Леклерк слишком занят, и я полчаса потею в его приемной. Потом ко мне походит адъютант:
– Генерал хотел бы знать, какой у вас вопрос.
– Личное дело.
Он уходит, возвращается минуты через две:
– Генерал предлагает вам обсудить личные вопросы с генералом де Шизелем.
Де Шизель – старший офицер Четвертого тунисского стрелкового, мой непосредственный начальник.
– Прошу прощения, но это личный вопрос, который я могу открыть только главнокомандующему.
Адъютант снова уходит, но теперь возвращается через несколько секунд:
– Генерал примет вас сейчас.
Жером Леклерк в рубахе без мундира сидит на веранде своего кабинета за небольшим карточным столиком, просматривая одно за другим письма из объемистой пачки. Электрический вентилятор над его головой колышет края листов, придавленных его револьвером. Генералу лет шестьдесят пять, у него широкие плечи и квадратная челюсть. Он столько времени провел в Африке, что цвет его кожи не отличается от цвета кожи арабов.
– Ага, – говорит Леклерк. – Загадочный полковник Пикар, наш собственный человек-тайна, присланный к нам под покровом ночи! – В его сарказме слышится дружеская нотка. – Так скажите мне, полковник, что у вас за самый последний секрет, который вы не можете раскрыть своему непосредственному начальнику?
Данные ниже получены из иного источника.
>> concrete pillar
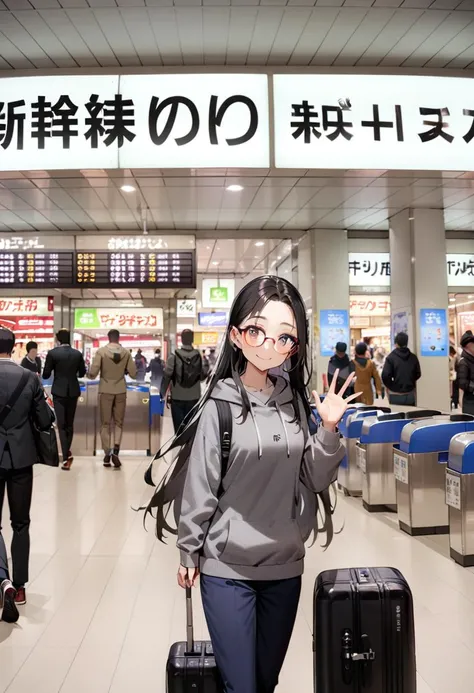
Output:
[53,294,74,339]
[310,229,350,393]
[390,209,450,411]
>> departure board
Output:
[0,251,74,289]
[76,250,196,289]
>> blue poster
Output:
[420,308,449,356]
[319,310,350,356]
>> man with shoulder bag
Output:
[0,329,54,623]
[160,330,209,433]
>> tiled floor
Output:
[0,414,474,693]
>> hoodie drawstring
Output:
[275,402,290,459]
[250,404,263,460]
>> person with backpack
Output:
[146,349,165,390]
[160,330,208,433]
[147,276,360,693]
[328,342,355,397]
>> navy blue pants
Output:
[201,575,301,693]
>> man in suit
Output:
[0,328,54,612]
[43,329,86,471]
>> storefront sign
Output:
[202,279,235,308]
[420,308,449,356]
[74,308,163,332]
[198,311,229,327]
[273,74,474,171]
[446,254,474,286]
[0,315,54,337]
[349,296,390,322]
[319,310,350,356]
[349,253,390,286]
[0,74,270,171]
[0,296,54,317]
[194,332,219,346]
[176,298,196,318]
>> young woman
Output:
[149,276,357,693]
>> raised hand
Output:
[313,369,362,431]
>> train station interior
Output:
[0,0,474,693]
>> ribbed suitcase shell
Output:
[313,568,416,693]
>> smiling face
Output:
[230,301,298,371]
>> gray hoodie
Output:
[178,378,344,580]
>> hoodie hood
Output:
[393,347,411,361]
[211,376,293,459]
[104,343,130,363]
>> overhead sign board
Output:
[0,74,270,171]
[273,74,474,171]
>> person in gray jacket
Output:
[148,276,357,693]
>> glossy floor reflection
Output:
[0,416,474,693]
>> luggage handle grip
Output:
[186,587,194,654]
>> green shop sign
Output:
[74,308,101,330]
[210,286,229,303]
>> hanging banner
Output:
[420,308,449,356]
[319,310,350,356]
[0,74,270,171]
[273,74,474,171]
[74,308,163,332]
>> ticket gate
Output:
[446,432,474,568]
[356,409,440,513]
[393,416,474,536]
[337,407,383,496]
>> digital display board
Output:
[75,251,196,289]
[0,251,74,289]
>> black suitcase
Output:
[313,568,416,693]
[166,587,222,693]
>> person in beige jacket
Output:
[89,330,137,469]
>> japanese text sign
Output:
[420,308,449,356]
[349,296,390,318]
[0,74,270,171]
[74,308,163,332]
[349,253,390,286]
[274,74,474,171]
[319,310,350,356]
[0,296,54,316]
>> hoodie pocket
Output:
[219,519,304,566]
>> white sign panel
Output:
[446,254,474,286]
[0,74,269,171]
[446,471,461,510]
[349,253,390,286]
[176,298,196,318]
[393,453,408,484]
[274,74,474,171]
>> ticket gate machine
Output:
[446,432,474,568]
[357,409,440,512]
[393,416,474,536]
[337,407,390,496]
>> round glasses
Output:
[237,325,299,356]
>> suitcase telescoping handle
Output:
[186,587,194,654]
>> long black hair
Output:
[144,275,333,545]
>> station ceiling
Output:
[0,0,474,71]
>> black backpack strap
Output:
[0,369,30,426]
[214,399,233,497]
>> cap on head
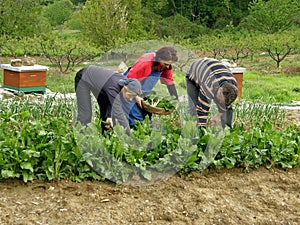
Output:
[222,82,238,106]
[119,78,142,95]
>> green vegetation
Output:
[0,0,300,183]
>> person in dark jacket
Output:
[186,58,238,128]
[75,65,141,134]
[124,46,178,125]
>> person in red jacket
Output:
[124,46,178,125]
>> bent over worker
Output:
[125,46,178,124]
[186,58,238,128]
[75,65,141,134]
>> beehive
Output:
[1,64,48,92]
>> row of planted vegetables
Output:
[0,96,300,183]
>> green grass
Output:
[0,58,300,104]
[242,71,300,104]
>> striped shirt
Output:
[186,58,237,127]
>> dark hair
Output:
[222,82,238,106]
[155,46,178,62]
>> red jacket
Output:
[127,52,174,85]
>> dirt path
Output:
[0,167,300,225]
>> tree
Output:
[0,0,47,38]
[258,30,299,68]
[241,0,300,34]
[81,0,128,50]
[43,0,72,26]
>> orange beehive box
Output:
[1,64,48,92]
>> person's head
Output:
[119,78,142,101]
[155,46,178,69]
[217,82,238,107]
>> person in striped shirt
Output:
[186,58,238,128]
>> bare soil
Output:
[0,110,300,225]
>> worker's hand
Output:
[135,95,143,108]
[210,112,222,126]
[104,117,113,130]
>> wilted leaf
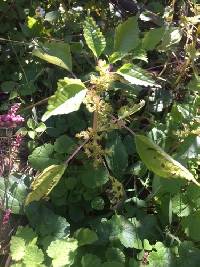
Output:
[135,135,200,186]
[28,143,58,170]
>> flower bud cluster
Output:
[0,103,24,128]
[2,209,11,225]
[11,134,23,151]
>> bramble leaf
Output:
[25,164,66,205]
[42,77,87,121]
[117,63,160,87]
[114,17,139,53]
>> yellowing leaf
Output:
[32,42,72,70]
[135,135,200,186]
[42,77,87,121]
[25,164,66,205]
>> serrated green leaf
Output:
[10,236,26,261]
[42,77,87,121]
[75,228,98,246]
[28,143,58,170]
[106,247,126,263]
[83,17,106,58]
[148,242,172,267]
[109,215,142,248]
[135,135,200,186]
[0,175,28,214]
[114,17,139,53]
[23,245,44,267]
[54,135,75,154]
[181,211,200,241]
[26,202,70,238]
[47,238,78,267]
[158,27,182,51]
[15,226,37,245]
[142,27,164,50]
[32,41,72,71]
[81,253,101,267]
[117,63,160,87]
[80,164,109,188]
[25,164,66,205]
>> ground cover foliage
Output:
[0,0,200,267]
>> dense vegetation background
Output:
[0,0,200,267]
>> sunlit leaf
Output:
[114,17,139,53]
[25,165,66,205]
[42,77,87,121]
[83,17,106,58]
[32,41,72,71]
[117,63,160,87]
– Я прошу у вас разрешения уехать в отпуск в Париж.
– А почему вы не можете обратиться с этим к генералу Шизелю?
– Потому что он мне откажет.
– С чего вы это решили?
– У меня есть основания полагать, что он получил из военного министерства инструкцию не позволять мне покидать Тунис.
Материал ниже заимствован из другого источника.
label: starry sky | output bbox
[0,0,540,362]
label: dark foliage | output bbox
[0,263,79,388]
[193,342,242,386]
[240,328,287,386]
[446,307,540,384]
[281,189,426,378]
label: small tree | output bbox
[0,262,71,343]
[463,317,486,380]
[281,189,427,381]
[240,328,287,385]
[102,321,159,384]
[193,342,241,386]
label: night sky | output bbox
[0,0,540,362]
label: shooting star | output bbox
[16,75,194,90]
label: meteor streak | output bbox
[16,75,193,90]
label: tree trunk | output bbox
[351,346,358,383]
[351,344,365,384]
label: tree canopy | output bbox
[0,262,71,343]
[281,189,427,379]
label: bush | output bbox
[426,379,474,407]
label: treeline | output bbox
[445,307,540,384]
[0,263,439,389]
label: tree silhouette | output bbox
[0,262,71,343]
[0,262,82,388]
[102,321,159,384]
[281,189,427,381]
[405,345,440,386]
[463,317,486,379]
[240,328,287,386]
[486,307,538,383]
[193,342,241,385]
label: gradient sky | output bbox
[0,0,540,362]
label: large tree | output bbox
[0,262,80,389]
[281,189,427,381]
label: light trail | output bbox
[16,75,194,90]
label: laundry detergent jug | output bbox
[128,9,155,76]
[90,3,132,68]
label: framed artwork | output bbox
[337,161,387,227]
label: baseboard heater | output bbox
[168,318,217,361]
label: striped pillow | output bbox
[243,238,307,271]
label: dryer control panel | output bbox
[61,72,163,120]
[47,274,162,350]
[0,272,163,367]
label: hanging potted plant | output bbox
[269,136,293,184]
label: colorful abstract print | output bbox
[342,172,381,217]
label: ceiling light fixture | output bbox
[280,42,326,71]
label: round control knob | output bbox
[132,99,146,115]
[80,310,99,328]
– Если это так – а я не подтверждаю, что это так, – тогда почему же вы обращаетесь ко мне?
– Потому что считаю, вы в большей степени способны проигнорировать распоряжение Генерального штаба, чем генерал де Шизель.
Леклерк несколько секунд, моргая, смотрит на меня, и кажется, что он сейчас вышвырнет меня вон. Но генерал вдруг начинает смеяться:
– Да, это, вероятно, так и есть. Мне уже все равно. Но мне нужна солидная причина, чтобы отпустить вас, имейте в виду. Если вы хотите увидеть какую-нибудь женщину в Париже, этот номер не пройдет.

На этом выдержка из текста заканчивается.